Quatro dias depois da Mãe, morreu o Zé Maria, meu sobrinho, filho da Vera e do Zé Maria. Sei que, se ainda estivesse viva, a Mãe teria ficado aflita com a morte do Zé e comungaria da dor que devastou os seus pais, a sua família, os seus amigos. O Zé Maria era um miúdo extraordinário, com uma graça incomparável e uma enorme força de viver que, por exemplo, o levou do Porto a St. Andrews, a Edinburgh, e finalmente a Bordéus, para tirar o curso de «Enologia» com o qual pretendia voltar a casa e começar a trabalhar. Como disse, no enterro, o David, seu primo, andou a reboque dos seus sonhos e estava a ponto de os concretizar. É isso que mais dói: a injustiça de uma vida cortada rente quando se tinha apenas anunciado; quando as promessas apenas se adivinhavam; quando ainda não havia senão esperança. Penso no Zé Maria com uma enorme ternura e uma raiva imensa. Só me apetece dizer «não há direito», mesmo sabendo que esta frase é inadequada e nada resolve. A nós, adultos, faz-nos mal ver chorar os jovens seus irmãos, sua irmã, seus primos, seus amigos: é-nos muito penoso assistir à tristeza dos jovens porque nada, nessa tristeza, é natural. A minha Mãe completou a sua obra de amor e partiu; mas o Zé nem sequer teve essa oportunidade. Penso na Vera e no Zé Maria Pai, e tento acompanhá-los, com a modéstia de quem sabe que só os que passam por estas coisas sabem do que falam quando falam de dor. E penso muito no Zé Sobrinho (ele assinava Zé Mano e Zé Primo quando se dirigia aos irmãos ou aos primos; para mim, assinaria Zé Sobrinho, se se lembrasse disso). Acho que ele vai ficar aqui por perto, mesmo se já não ouvimos aquela sua voz grossa com sotaque do Porto.
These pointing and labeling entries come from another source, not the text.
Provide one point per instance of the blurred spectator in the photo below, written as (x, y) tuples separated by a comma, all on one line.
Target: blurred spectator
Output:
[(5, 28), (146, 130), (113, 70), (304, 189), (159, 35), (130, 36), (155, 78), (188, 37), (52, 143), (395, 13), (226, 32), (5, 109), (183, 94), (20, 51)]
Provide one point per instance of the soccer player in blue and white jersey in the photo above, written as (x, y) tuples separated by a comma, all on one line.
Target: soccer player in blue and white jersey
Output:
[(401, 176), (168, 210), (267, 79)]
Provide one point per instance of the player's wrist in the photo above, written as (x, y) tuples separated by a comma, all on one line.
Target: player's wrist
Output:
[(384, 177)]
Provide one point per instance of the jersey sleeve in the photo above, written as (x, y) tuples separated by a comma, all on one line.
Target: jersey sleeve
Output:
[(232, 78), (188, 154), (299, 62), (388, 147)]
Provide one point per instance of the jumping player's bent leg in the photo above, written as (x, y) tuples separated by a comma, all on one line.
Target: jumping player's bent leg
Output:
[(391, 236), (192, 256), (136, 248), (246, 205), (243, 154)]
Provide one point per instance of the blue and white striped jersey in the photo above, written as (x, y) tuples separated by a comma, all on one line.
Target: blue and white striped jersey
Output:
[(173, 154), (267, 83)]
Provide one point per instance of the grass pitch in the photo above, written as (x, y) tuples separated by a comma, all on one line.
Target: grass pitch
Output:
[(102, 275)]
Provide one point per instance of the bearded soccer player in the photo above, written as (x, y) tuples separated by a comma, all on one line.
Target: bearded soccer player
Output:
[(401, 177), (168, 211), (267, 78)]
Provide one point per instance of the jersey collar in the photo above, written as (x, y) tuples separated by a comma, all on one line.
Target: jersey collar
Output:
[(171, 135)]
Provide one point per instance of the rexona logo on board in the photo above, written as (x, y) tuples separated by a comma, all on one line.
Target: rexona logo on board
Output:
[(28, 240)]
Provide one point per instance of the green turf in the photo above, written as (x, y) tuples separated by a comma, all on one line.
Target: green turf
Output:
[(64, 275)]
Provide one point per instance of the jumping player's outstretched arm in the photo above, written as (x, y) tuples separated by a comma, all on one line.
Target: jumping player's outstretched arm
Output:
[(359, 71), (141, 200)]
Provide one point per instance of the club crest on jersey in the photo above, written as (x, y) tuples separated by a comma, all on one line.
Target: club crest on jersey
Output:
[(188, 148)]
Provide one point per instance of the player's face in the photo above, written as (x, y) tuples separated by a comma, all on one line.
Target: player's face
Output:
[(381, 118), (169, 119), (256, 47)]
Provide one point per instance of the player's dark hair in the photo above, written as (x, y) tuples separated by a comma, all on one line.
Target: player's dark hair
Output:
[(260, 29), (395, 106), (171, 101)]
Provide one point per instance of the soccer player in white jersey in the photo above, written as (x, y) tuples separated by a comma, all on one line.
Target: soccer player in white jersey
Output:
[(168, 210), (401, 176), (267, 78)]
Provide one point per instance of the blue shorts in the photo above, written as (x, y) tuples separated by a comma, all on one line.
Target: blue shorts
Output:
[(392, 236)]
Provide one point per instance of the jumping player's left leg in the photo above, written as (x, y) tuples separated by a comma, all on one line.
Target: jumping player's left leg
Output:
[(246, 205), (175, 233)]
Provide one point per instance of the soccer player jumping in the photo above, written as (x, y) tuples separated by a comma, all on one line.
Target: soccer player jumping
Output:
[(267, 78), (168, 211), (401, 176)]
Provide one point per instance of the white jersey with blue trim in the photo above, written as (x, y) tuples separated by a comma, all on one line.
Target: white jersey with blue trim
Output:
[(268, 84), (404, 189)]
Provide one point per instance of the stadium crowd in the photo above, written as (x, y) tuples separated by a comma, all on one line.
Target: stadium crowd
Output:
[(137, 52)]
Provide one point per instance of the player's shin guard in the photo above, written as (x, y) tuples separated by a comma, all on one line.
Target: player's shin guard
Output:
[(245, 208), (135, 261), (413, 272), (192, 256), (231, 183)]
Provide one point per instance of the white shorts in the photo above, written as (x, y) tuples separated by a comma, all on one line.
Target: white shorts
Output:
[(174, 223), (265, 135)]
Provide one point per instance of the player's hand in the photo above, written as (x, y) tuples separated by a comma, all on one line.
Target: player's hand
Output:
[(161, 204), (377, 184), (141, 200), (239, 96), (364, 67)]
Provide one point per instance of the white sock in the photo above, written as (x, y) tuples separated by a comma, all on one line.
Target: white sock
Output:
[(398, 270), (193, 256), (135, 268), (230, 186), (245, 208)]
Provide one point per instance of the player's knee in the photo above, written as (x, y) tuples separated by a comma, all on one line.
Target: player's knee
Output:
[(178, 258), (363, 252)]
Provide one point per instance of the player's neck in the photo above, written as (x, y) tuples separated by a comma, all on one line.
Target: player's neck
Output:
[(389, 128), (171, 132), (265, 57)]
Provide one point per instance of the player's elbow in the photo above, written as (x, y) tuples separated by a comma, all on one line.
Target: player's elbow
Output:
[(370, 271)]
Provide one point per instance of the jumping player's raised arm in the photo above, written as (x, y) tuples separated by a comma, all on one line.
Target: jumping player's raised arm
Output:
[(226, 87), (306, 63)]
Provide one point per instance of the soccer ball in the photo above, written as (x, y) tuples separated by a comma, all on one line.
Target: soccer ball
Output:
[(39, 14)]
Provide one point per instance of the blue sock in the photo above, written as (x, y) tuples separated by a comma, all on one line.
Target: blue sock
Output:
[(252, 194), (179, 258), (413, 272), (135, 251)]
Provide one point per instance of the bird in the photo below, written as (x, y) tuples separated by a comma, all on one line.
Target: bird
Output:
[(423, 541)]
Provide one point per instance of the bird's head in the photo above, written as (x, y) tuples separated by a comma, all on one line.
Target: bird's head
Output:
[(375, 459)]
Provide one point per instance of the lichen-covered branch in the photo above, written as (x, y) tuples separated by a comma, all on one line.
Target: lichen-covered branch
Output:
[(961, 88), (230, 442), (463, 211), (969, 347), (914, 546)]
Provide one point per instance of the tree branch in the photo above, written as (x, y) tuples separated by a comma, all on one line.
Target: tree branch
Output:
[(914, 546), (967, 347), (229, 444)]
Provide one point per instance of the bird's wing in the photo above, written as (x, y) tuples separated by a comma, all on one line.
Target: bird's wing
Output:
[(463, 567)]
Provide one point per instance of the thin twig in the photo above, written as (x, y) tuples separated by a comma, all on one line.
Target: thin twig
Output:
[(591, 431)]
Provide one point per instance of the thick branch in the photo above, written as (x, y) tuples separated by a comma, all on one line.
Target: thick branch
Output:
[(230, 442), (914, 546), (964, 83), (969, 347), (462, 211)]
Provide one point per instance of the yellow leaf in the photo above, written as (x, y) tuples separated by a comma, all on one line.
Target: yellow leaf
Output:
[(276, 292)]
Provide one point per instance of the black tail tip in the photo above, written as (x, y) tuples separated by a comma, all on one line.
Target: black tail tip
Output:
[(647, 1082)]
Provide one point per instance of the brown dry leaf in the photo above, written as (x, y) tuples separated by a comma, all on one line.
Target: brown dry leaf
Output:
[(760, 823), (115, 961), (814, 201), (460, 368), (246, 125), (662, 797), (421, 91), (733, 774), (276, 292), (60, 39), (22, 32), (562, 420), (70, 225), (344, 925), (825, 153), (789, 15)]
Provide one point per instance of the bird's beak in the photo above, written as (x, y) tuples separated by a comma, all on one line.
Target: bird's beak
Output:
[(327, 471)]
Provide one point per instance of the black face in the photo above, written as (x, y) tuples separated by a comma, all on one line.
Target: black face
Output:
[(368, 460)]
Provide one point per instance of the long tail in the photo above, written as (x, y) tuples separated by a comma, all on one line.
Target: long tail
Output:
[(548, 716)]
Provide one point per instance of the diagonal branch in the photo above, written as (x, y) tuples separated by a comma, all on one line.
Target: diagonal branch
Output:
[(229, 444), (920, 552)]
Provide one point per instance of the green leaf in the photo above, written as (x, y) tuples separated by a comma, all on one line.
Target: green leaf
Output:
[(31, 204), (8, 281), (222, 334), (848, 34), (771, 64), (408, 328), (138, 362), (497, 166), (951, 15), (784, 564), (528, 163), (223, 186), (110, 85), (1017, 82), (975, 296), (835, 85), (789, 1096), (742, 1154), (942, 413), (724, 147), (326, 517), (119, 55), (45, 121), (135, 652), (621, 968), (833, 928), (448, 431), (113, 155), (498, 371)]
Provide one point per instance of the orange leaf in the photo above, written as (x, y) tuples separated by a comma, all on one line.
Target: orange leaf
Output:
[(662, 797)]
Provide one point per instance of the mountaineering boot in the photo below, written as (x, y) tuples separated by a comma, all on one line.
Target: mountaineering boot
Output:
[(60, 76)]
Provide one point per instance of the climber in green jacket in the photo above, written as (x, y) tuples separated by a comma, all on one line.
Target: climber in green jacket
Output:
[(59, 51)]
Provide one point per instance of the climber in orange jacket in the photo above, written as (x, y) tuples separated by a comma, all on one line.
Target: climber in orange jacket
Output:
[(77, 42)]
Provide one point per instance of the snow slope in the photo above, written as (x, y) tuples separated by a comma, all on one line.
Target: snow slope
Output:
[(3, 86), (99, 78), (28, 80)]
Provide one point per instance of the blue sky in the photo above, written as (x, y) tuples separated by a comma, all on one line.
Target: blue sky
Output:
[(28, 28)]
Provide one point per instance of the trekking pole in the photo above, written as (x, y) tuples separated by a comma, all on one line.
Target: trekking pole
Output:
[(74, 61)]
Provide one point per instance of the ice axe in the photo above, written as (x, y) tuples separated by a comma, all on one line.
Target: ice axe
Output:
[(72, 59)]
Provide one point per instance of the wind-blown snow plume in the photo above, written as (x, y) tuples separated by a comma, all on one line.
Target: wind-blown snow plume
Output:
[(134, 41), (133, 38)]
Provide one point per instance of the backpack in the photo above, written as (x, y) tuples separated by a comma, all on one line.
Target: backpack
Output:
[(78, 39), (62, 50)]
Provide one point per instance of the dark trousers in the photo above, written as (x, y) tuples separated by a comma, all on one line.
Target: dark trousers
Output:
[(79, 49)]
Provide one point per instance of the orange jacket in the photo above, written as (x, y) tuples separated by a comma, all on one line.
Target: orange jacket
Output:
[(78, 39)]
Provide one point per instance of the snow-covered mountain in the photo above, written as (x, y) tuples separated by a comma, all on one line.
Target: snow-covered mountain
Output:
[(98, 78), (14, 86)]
A minha neta cresce e está cada vez mais bonita. Tenho pouca prática em matéria de blogues e, por isso, ainda não consegui publicar aqui as fotografias mais recentes, tiradas sempre pela tia Inês (se a tia não existisse, o nosso álbum de fotografias da Teresinha seria muito pobre!). Vou tentar amanhã.